担当したのは、第3話「ぶりっこ人魚マリン」、レギュラーキャラクターのマリンちゃんの初お目見えの回です。チャチャ達が海に遠足に行くとちょっとした(笑)事故でボーイフレンドのリーヤが記憶喪失になってしまい、人魚のマリンと仲良くなってしまい──かいつまんで書くとこのような話なのですが、当然そこかしこにギャグがちりばめられ……の筈が脚本は結構おとなしめなものでした。実は監督さんのプランとしては〝魔法少女アニメ〟の中では〝少女〟の部分に比重を置きたかったということでした。
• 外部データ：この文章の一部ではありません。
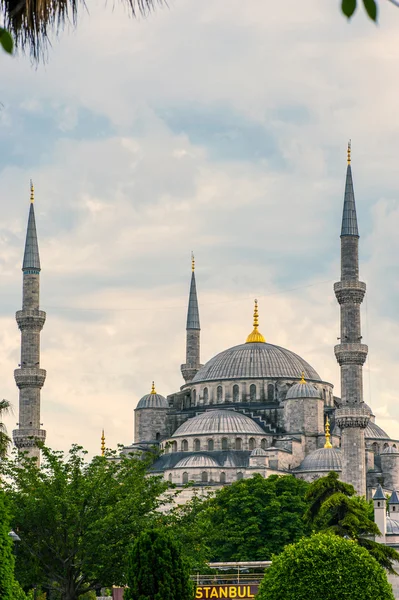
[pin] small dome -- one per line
(258, 452)
(152, 400)
(390, 450)
(323, 459)
(218, 421)
(196, 460)
(302, 390)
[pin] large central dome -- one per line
(256, 360)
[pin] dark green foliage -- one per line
(325, 567)
(156, 569)
(254, 518)
(6, 555)
(76, 519)
(334, 508)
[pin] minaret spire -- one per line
(193, 329)
(351, 354)
(29, 377)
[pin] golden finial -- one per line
(103, 444)
(255, 336)
(327, 434)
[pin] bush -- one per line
(328, 567)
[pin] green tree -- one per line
(76, 519)
(334, 507)
(157, 570)
(6, 555)
(255, 518)
(325, 566)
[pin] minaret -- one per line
(29, 377)
(192, 364)
(353, 416)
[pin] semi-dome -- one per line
(323, 459)
(255, 361)
(196, 460)
(302, 390)
(218, 421)
(152, 400)
(374, 431)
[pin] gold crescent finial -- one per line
(255, 336)
(327, 434)
(103, 444)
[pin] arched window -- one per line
(219, 393)
(236, 393)
(270, 392)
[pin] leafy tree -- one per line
(6, 555)
(334, 507)
(254, 518)
(76, 519)
(157, 570)
(325, 566)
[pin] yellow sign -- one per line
(204, 592)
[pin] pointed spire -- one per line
(31, 260)
(256, 336)
(349, 217)
(327, 434)
(193, 312)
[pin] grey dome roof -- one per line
(375, 432)
(390, 450)
(258, 452)
(323, 459)
(152, 401)
(218, 421)
(197, 460)
(256, 360)
(302, 390)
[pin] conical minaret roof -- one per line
(193, 312)
(349, 217)
(31, 254)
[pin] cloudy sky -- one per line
(217, 126)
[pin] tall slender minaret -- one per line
(29, 377)
(192, 364)
(354, 414)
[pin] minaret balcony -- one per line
(30, 377)
(32, 319)
(350, 291)
(351, 354)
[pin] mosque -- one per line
(253, 408)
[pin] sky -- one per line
(215, 126)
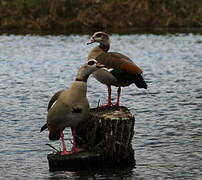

同じく『チャチャ』の各話演出をしていた桜井弘明さんに話を聞くと、「今回は少女漫画路線だから、ギャグは控えるように」と言われていたそうです。しかし、僕はそんなことは言われていません(笑)。おそらく新人の僕を気遣って、監督の辻さんが優しい言葉をかけて下さったのだと思います。ギャグ、というのも手法としてのパターンは色々ありますが、それを、見て本当に面白いモノにするというのには技術とセンスが必要です。何やってもいいですよ、と言っても、経験の浅い演出家がそんなに色々と出来るものではない、という冷静な計算も働いていたのかもしれません。しかし、当時の僕にとっては、非常に勇気の湧く言葉でした。
絵コンテは時間はかかりましたが、出来上がるフィルムに対してのヴィジョンは明確に頭の中に存在していましたから、精神的にキツイ、ということはありませんでした。脚本のあっさりしたところ、矛盾のあるところにはガンガン動きのギャグをねじ込んでいきました。そして演出作業──間とタイミングには細心の注意を払いました。溜まりに溜まった鬱憤はかなりありましたから、仕事というものがこんなに楽しかったのか、という気持ちで一杯だったのを憶えています。